Besides ditching the iconic fin, not much else was modified to make them eligible for public roads; a second seat was fitted, a few windows and bumper pieces now adorned the exterior, and a rudimentary foldaway roof was included along with windscreen wipers and some basic trim in the cockpit. The planned production run of 25 examples came to a halt at 16 though after a fire burned down the Browns Lane factory and the remaining D-Type/XKSS chassis housed inside in 1957. As you may know, in recent years Jaguar’s gone and built what they are calling “continuation” models of cars like the D-Type and XKSS, which brings us to this car.
The owner of the XKSS replica shown here, James Chen, views the question of authenticity from a pragmatic standpoint. “I looked in my left pocket—don’t have that kind of money—but it’s not a matter of owning the genuine article,” he says, adding “the feeling is the same.” He also goes on to distinguish his answer to the inevitable question he gets whenever someone recognizes the car: “Is it a real one?” No, he says, but he makes sure to elaborate. Chen isn’t pretending, but he knows his car isn’t on the same level as a Fiero dressed up like a Ferrari. In his case, the car is driven by a motor stamped with “Jaguar,” it was bodied by one of the best in the business, and at the heart of the matter, it’s still a truly vintage driving experience—bias-ply tires and a chassis from 1964 (its underpinnings are borrowed from an E-Type), kind of make that part inevitable.
But how did he come to land on such an obscure car? Chen knew he wanted something vintage and specifically without a roof, but the car also had to be able to keep up with modern traffic, so that ruled out pretty much everything with an MG badge for starters, and eventually he found this XKSS recreation near San Francisco. The car’s owner had raced D-Types in the period, and he’d wanted to bring some of that experience to the street without attaching the exorbitant value of a genuine D-Type or XKSS to the experience, so he commissioned Ram Engineering to build this instead, seeing as the company specializes in re-bodying Jags to look like C and D-Types as well as XKSSes. It has authentic D-Type wheels with the spline drives to really complete the look, but the car is based on a ’64 E-Type so it has a 3.8-liter straight-six under the clamshell hood, as well as the E-Type’s independent rear suspension that was absent on the genuine XKSS.
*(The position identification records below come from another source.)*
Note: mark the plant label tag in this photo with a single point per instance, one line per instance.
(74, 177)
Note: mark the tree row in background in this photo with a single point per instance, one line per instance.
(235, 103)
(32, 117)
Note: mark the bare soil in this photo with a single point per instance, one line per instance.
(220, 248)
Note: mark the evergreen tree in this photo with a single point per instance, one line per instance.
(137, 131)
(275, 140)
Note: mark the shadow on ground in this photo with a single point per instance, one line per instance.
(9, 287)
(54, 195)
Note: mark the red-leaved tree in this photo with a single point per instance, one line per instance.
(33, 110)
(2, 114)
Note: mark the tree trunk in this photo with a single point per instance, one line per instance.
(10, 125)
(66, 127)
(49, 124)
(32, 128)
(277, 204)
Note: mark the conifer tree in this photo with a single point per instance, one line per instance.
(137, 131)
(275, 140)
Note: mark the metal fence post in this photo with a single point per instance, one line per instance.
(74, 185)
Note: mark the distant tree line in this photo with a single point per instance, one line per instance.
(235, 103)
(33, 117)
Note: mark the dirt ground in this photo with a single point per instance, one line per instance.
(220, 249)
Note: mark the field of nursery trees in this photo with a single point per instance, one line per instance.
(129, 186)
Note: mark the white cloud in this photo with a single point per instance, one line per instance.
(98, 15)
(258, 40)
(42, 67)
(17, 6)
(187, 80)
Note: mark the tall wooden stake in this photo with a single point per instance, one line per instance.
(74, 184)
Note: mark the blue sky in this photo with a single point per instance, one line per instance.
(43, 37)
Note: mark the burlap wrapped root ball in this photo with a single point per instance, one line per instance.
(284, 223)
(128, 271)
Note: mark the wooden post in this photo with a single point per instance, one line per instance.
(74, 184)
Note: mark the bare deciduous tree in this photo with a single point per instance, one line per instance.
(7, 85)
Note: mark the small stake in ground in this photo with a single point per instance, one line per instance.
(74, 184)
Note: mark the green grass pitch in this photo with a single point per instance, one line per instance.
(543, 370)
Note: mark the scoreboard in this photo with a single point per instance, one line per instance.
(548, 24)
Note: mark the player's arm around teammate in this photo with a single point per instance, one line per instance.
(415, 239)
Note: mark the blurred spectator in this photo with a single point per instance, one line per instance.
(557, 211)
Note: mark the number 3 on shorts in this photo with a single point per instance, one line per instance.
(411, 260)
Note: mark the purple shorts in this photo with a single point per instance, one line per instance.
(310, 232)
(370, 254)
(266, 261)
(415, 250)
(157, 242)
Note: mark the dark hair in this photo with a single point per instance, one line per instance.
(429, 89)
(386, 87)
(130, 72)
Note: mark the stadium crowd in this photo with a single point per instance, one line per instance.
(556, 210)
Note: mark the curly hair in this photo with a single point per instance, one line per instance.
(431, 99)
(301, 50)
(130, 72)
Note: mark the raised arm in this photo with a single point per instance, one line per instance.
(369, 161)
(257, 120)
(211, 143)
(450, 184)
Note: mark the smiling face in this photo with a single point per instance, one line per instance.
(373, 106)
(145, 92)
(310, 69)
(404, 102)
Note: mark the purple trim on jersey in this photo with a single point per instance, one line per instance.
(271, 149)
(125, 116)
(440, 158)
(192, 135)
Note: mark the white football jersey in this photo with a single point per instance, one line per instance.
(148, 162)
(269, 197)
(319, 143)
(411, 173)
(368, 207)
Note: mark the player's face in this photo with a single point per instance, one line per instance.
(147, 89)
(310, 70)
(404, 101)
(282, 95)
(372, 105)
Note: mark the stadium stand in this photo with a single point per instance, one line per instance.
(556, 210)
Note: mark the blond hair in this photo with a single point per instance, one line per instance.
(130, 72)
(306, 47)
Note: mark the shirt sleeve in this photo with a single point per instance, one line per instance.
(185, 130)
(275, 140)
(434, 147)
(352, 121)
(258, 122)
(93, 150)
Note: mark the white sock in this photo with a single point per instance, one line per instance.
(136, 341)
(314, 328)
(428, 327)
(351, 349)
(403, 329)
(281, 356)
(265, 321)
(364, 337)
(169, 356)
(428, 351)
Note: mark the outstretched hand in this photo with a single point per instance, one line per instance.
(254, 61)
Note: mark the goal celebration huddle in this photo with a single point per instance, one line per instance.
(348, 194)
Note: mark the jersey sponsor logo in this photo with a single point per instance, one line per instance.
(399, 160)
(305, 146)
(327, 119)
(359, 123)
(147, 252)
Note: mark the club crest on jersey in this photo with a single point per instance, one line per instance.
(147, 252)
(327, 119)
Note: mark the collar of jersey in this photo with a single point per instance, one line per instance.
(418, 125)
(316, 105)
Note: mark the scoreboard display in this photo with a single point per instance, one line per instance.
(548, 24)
The real function of this car then isn’t to own something unobtainable, and he’d rather have something that’s capable of being enjoyed for its mechanical abilities rather than its potential to increase in value as it sits motionless and climate-controlled. He shares the car with his son especially, but he hopes the car will inspire other young enthusiasts who still value the analog nature of driving cars like these. What’s not to love?